The protagonist of Hari Kunzru’s 2017 novel White Tears, a young white recording engineer named Seth, describes days spent listening to music with his college friend, Carter Wallace:
We worshipped music like [Lee “Scratch”] Perry’s but we knew we didn’t own it, a fact we tried to ignore as far as possible, masking our disabling caucasity with a sort of professorial knowledge: who played congas on the B-side, the precise definition of collie. . . . The actual black kids at our school, of whom there were very few, seemed to us unsatisfactorily preppy or Christian or were basketball jocks doing business degrees . . . It seemed unfair. We were the ones who wanted to be at a soundclash in Kingston. We knew what John Coltrane was searching for when he overflew his tenor in the middle section of A Love Supreme. . . .We really did feel that our love of the music bought us something, some right to blackness.

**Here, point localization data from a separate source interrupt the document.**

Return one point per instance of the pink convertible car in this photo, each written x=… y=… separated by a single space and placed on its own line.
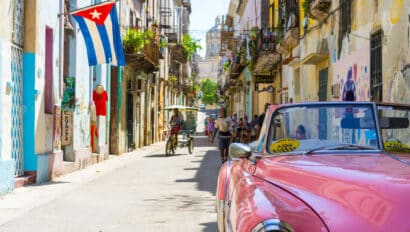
x=319 y=167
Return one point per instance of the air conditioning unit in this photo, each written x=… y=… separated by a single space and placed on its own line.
x=130 y=86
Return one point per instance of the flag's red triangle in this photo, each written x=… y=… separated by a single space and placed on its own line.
x=98 y=13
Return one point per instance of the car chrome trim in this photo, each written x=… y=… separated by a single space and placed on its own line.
x=273 y=225
x=239 y=150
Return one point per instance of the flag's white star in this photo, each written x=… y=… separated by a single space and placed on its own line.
x=95 y=14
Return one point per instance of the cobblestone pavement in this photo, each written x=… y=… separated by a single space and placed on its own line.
x=140 y=191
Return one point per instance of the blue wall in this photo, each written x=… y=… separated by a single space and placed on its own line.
x=30 y=158
x=6 y=166
x=6 y=176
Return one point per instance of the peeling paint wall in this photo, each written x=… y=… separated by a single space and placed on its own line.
x=353 y=73
x=82 y=74
x=396 y=48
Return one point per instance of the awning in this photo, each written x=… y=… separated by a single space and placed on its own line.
x=266 y=63
x=314 y=58
x=180 y=108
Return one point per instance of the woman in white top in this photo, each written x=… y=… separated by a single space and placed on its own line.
x=223 y=125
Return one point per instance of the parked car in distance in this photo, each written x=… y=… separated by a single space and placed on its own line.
x=316 y=166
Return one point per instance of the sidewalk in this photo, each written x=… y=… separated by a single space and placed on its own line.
x=26 y=198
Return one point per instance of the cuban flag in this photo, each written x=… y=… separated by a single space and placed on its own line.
x=100 y=28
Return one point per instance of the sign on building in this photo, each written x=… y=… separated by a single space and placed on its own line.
x=67 y=128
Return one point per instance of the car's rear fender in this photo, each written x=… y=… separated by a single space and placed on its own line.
x=254 y=200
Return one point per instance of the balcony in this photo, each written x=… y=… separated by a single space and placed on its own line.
x=282 y=48
x=319 y=9
x=179 y=54
x=291 y=38
x=147 y=60
x=238 y=65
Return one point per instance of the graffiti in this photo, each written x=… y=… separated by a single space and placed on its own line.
x=349 y=88
x=352 y=76
x=400 y=85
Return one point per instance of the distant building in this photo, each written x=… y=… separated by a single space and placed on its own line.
x=208 y=67
x=213 y=38
x=210 y=64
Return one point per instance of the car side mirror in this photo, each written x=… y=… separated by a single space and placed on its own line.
x=240 y=150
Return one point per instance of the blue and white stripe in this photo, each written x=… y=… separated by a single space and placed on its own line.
x=103 y=42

(Lee Perry’s legendary Kingston studio, Black Ark.)
Carter, a white trust-fund baby, has schooled Seth in black music:
He began with Jamaican dub. From there, he introduced ska and soca, soul and RnB, seventies Afrobeat and eighties electro. He spun early hip hop and Free Jazz and countless regional flavors of Bass and Juke music. Chicago, London, Lagos, Miami. I had not known there was such music . . . He listened exclusively to black music because, he said, it was more intense and authentic than anything made by white people.
What do you think Seth and Carter mean by authentic?

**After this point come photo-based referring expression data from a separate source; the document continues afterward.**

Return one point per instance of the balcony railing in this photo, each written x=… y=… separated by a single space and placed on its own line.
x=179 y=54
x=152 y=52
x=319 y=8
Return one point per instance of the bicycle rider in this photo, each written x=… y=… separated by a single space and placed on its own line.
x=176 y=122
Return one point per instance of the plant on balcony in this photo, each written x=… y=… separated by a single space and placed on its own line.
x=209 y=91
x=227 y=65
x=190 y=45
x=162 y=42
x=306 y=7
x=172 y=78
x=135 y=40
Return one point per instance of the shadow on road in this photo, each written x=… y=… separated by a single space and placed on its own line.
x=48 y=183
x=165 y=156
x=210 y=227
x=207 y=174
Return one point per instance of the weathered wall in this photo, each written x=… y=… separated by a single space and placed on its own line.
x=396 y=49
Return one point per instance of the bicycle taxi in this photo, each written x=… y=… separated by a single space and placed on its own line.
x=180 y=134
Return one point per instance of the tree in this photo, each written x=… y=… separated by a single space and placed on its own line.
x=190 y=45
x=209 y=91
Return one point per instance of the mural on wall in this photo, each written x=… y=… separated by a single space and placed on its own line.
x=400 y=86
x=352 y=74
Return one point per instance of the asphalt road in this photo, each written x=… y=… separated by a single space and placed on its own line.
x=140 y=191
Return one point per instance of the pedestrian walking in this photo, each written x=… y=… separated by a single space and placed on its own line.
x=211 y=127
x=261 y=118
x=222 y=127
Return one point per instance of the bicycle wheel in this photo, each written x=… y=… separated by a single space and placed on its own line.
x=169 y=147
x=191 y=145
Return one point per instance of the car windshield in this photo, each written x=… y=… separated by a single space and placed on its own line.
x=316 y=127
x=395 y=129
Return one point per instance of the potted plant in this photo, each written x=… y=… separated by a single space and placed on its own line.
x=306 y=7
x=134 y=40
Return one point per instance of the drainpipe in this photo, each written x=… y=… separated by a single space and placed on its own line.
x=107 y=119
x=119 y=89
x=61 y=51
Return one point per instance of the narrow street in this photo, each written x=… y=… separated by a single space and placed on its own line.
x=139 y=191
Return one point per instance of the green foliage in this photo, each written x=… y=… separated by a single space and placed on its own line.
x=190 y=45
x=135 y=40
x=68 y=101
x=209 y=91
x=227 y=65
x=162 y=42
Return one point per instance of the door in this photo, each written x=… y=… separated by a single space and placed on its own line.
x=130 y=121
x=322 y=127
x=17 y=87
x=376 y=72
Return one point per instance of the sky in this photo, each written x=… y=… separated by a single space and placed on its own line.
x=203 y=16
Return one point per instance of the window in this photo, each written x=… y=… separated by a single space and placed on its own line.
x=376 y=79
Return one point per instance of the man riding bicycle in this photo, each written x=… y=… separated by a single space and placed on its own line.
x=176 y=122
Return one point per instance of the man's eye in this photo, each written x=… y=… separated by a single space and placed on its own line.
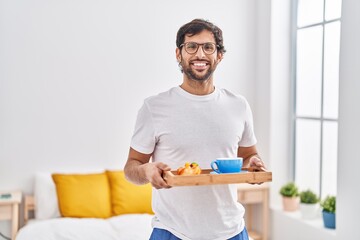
x=191 y=46
x=209 y=47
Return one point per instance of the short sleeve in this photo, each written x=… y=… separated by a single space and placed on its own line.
x=248 y=137
x=143 y=139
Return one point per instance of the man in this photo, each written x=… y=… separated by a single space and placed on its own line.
x=194 y=122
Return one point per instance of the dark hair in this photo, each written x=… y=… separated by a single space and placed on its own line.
x=196 y=26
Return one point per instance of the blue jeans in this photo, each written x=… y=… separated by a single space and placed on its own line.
x=162 y=234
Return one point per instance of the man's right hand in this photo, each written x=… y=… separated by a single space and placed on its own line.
x=154 y=172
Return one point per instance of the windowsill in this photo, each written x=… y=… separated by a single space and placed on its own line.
x=295 y=220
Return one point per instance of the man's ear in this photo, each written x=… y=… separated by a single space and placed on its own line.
x=220 y=57
x=178 y=54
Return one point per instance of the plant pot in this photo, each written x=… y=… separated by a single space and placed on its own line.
x=329 y=219
x=291 y=204
x=309 y=210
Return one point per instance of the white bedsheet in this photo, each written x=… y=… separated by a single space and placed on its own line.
x=123 y=227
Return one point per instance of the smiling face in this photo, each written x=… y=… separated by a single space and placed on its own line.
x=198 y=66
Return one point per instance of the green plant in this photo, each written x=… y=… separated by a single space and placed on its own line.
x=308 y=197
x=329 y=204
x=289 y=190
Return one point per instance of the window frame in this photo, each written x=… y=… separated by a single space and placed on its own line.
x=294 y=115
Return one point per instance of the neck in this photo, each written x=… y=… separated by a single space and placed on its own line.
x=198 y=87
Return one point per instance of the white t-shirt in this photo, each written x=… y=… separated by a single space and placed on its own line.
x=179 y=127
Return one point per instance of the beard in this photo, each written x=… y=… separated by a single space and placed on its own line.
x=191 y=74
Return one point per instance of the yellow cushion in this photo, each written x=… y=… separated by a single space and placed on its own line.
x=127 y=197
x=83 y=195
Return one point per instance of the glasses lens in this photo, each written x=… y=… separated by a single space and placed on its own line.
x=209 y=48
x=191 y=47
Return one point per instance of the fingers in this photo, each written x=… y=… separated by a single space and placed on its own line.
x=154 y=175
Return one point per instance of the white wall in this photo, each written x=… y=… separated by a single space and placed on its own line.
x=348 y=208
x=74 y=73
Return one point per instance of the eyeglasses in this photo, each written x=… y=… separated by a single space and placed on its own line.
x=192 y=47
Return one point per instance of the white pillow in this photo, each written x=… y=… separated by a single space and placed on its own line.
x=46 y=203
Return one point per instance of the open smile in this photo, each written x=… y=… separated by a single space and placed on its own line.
x=199 y=65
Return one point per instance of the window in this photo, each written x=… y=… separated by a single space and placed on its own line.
x=316 y=94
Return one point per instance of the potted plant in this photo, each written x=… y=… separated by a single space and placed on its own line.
x=290 y=196
x=329 y=208
x=309 y=204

(John Lomax recording Huddie Ledbetter, aka Leadbelly, at Angola State Prison in Louisiana in the early 1930s.)
In the early 1900s, the pioneering musicologist John Lomax began collecting old American songs and ballads. To “collect,” in this context, means to go “into the field” to transcribe or record people singing and playing traditional music. The “subjects” who performed in these circumstances were usually not professional musicians, but rather ordinary people in rural America who had learned the music from their parents and grandparents. Lomax and his son, Alan, had a special interest in preserving the legacy of African-American music born of slavery. In the face of rapid industrialization and urbanization during the Great Migration, as people moved en masse from the country to the cities, old customs, traditions, and music were inevitably being lost (in addition to collecting songs, John Lomax directed the U.S. government’s Depression-era project to interview and transcribe the narratives of former slaves, many of whom were still alive). Among the Lomaxes’ most important work were their recordings of the music of the black inmates of Southern prisons, which they believed, due to their isolation, helped incubate an environment that allowed the prisoners to retain the old songs in their purest possible forms, without any corrupting influences from the world outside.

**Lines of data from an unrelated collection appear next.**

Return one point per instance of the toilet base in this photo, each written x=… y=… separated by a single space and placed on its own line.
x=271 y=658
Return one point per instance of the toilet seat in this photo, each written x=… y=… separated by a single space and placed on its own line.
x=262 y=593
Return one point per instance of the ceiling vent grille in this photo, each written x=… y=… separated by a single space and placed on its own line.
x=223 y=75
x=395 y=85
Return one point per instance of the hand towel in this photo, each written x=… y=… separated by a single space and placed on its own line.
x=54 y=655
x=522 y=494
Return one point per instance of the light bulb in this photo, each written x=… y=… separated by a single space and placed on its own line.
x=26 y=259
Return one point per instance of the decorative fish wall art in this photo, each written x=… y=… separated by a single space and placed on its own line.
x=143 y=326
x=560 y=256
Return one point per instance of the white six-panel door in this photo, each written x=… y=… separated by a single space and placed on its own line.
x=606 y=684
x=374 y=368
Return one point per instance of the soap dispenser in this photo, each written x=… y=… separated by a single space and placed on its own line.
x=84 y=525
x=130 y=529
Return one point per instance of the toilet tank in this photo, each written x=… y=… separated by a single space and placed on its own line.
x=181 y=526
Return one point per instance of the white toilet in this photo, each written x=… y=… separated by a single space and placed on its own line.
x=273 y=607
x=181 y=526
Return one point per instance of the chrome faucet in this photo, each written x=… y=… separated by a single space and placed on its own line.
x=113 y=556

This makes the philosophy of preservation, as you will see as you continue to read White Tears, an especially fraught notion.
The Lomaxes’ recordings fueled a new interest in traditional American music, especially among politically-progressive educated whites. In the 1940s and 1950s, listeners who were tired of the commercial values of the burgeoning music industry began turning to the Anthology of American Folk Music, a set of multiple LPs of the blues, gospel, and folk songs the Lomaxes had recorded. The Anthology was so influential that it “became something like the Bible of the folk revival . . . Bob Dylan wouldn’t have been possible without it.” As Louis Proyect notes, in his first year of college in 1961,
Leadbelly was “discovered” by the Lomaxes when they recorded singers at Angola State Prison in Louisiana in 1933 (see image above). John Lomax petitioned the governor of Louisiana to have him released early, and took him on tour around the U.S. In 1937, Life magazine published an article about him entitled: “Lead Belly: Bad N*gger Makes Good Minstrel.”